The end of the road is just turning onto another one, and Thompson hasn’t stopped moving in one sure, necessary as breathing direction since he was a teenager. Basketball was the answer sheet to the puzzle page that comes in the next day’s newspaper for him, and he suddenly had 29 months without it. He never sat with so much unoccupied time before. Time he had to eventually use to sift through his expectations and reconcile them with reality or time itself, like an obnoxious fortune telling him he would emerge victorious from the maze he was travelling in and here he was, dizzy from coming out of the first maze of maybe his adult life.
The labyrinth at Land’s End keeps getting destroyed by vandals. Which is easy because it’s just a bunch of rocks, and somebody just keeps throwing them all into the ocean.
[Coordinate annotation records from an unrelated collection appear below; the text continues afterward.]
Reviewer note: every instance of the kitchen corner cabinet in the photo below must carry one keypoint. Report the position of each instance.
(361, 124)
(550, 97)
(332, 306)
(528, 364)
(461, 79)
Most mazes we make for ourselves are like that, interminable until we realize we can toggle between the perspective in front of us and one that’s birds-eye, until we huck the whole thing into some proverbial ocean, or whatever we picture oblivion best to be.
Thompson’s set to get his answer sheet back when he steps out onto the court again, potentially as soon as this weekend, but I don’t think he needs it anymore. Between the floor and his new, bright and resolved ceiling, he knows the game as closely as he does himself.